AHCC La recherche montre que l'AHCC, Active Hexose Correlated Compound, aurait des effets bénéfiques dans la prévention et le traitement du diabète, de l'hyperlipidémie et de l'hépatite. Il aurait également une action antitumorale et atténuerait les effets secondaires de la chimiothérapie. Au Japon, l'AHCC est utilisé dans plus de 600 hôpitaux dans le traitement du cancer, d'hépatites et d'autres maladies chroniques.

L'AHCC est un extrait fermenté du mycélium d'un hybride de différents types de champignons utilisés dans la médecine traditionnelle japonaise. Il se distingue d'autres suppléments nutritionnels à base de champignons par son faible poids moléculaire (5 000 daltons), obtenu par un processus enzymatique, qui facilite son absorption par voie orale.

Les principes actifs de l'AHCC sont des ingrédients que l'on trouve dans de nombreux types de champignons et certains sont des dérivés d'alpha et de bêta-glucane, des polysaccharides connus pour leur action bénéfique sur le système immunitaire.
Ils ont un effet de modulation sur le système immunitaire, ils augmentent la concentration en lymphocytes T et B, stimulent l'activité des macrophages renforçant ainsi les défenses de l'organisme contre l'action des virus, des bactéries, des parasites ou des cellules néoplasiques.
L'Active Hexose Correlated Compound (AHCC) a fait l'objet de plus de 200 études cliniques principalement conduites au Japon. Des recherches sont aujourd'hui en cours dans plus de 150 centres de recherches et hôpitaux universitaires au Japon et aux États-Unis. Depuis 1994, chaque année, plus de 300 médecins et chercheurs sont rassemblés à Sapporo au Japon à l'occasion du symposium de l'Association pour la recherche sur l'AHCC.

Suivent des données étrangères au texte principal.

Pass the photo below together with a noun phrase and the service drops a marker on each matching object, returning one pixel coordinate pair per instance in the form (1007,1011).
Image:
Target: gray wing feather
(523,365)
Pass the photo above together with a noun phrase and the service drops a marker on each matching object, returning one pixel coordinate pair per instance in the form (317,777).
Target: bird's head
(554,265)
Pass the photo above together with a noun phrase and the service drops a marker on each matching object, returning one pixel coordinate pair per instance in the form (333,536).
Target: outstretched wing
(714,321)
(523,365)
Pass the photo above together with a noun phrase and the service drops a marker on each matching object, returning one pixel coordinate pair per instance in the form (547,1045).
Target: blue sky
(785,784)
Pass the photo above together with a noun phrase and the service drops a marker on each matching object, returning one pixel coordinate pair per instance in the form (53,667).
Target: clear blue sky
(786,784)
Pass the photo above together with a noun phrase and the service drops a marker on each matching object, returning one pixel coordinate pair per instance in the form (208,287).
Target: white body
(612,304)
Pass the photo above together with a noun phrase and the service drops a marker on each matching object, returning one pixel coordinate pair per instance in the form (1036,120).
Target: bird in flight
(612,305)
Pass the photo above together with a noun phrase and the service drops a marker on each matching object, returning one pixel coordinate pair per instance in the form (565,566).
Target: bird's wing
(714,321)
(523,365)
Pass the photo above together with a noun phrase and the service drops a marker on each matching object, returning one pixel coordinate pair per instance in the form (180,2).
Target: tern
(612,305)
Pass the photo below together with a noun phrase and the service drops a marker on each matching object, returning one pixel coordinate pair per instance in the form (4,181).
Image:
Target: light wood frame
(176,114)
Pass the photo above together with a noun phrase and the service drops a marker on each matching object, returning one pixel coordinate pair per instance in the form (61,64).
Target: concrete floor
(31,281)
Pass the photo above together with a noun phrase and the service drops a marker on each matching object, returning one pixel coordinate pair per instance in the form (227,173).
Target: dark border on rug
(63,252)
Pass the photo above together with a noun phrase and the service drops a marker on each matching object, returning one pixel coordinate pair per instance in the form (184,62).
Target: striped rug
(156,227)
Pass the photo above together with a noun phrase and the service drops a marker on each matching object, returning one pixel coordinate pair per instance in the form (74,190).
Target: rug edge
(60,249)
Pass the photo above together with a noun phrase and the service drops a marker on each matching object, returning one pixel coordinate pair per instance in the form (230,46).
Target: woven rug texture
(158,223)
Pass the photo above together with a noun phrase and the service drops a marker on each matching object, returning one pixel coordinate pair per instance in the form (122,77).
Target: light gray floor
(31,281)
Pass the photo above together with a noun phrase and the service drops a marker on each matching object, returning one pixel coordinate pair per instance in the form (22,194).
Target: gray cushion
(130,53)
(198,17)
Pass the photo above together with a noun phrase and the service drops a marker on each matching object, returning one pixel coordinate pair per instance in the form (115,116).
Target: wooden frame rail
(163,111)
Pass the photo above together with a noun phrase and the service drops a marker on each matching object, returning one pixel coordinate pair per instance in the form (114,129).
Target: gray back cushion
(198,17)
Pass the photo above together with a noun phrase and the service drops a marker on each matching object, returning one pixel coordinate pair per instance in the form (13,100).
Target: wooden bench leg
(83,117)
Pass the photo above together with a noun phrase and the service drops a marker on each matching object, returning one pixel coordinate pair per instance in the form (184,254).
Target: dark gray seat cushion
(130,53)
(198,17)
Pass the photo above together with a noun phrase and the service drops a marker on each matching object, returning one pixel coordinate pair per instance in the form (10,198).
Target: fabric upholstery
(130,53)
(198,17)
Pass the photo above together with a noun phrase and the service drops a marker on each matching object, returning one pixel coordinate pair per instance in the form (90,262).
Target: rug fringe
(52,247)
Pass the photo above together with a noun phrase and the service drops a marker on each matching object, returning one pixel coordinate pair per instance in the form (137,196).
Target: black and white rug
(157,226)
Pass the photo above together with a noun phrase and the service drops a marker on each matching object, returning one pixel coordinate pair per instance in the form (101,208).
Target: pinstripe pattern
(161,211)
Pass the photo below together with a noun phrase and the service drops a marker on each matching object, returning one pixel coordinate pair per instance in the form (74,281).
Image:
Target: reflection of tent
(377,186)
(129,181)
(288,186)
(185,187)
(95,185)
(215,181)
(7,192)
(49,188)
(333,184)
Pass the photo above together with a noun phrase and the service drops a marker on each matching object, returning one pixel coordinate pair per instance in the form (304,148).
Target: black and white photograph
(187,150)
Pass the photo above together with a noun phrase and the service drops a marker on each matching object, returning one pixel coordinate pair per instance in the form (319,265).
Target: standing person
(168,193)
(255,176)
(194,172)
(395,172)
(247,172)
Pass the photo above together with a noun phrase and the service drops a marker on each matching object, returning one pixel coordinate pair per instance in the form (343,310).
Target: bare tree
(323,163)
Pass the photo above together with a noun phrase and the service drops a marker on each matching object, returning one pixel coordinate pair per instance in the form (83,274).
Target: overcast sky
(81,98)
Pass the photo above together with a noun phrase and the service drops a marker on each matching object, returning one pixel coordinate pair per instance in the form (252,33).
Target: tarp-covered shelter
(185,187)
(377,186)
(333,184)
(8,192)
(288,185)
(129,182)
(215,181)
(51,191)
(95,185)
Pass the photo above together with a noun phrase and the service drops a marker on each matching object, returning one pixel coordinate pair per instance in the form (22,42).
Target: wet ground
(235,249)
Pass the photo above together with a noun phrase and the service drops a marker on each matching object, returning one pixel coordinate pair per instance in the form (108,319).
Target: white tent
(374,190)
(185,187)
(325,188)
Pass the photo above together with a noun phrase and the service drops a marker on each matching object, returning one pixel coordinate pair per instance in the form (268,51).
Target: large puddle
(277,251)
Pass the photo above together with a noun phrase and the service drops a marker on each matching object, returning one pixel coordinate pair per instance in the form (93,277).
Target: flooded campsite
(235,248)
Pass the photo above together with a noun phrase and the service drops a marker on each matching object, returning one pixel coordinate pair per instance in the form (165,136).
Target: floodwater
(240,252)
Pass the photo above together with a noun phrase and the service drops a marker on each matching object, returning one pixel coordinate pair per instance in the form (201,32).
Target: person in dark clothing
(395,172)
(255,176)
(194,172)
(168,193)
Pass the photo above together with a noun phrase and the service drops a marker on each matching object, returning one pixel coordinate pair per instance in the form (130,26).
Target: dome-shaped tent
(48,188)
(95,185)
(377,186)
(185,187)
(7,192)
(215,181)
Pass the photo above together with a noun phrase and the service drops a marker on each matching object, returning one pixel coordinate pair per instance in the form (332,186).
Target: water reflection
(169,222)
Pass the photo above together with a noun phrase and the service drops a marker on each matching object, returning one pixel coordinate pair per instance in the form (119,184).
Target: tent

Les sentinelles du système immunitaire

Découvertes dans les années 1980, les cellules tueuses naturelles (NK) sont un type de globules blancs ; elles sont considérées comme les cellules « sentinelles » du système immunitaire. Telles les sentinelles d'un fort, elles sont les premières à affronter l'invasion des virus, des bactéries ou des malignités émergentes. Elles ont une capacité innée ou naturelle à faire la distinction entre les « bons » et les « méchants » et peuvent tuer simultanément ou en successions rapides de multiples cibles. Lorsqu'elles fonctionnent à plein régime, les organismes pathogènes sont étouffés dans l'œuf avant qu'ils ne s'enracinent ; le reste du système immunitaire a tendance à être régulé à la baisse, à se reposer et à être mieux préparé à répondre si l'on fait à nouveau appel à lui.
Chez des individus en bonne santé, les cellules NK tuent systématiquement les cancers lorsque les tumeurs sont microscopiques et avant qu'elles ne soient détectables.
La mesure du fonctionnement de tueuses de cancer des cellules NK est considérée comme l'un des principaux indicateurs du pronostic clinique. Des recherches montrent que ce fonctionnement est souvent très faible chez des personnes avec des antécédents familiaux de cancer, qu'il décline avec l'âge, expliquant ainsi l'augmentation de l'incidence du cancer avec le vieillissement. Il est également affaibli par l'ablation d'un cancer, les radiations ou la chimiothérapie, ce qui pourrait apporter une explication au fait que les métastases cancéreuses se propagent de façon encore plus agressive après ces traitements.
Stimuler le fonctionnement des cellules NK et soutenir la première ligne de défense du système immunitaire font partie des possibilités les plus prometteuses de la prévention et du traitement du cancer.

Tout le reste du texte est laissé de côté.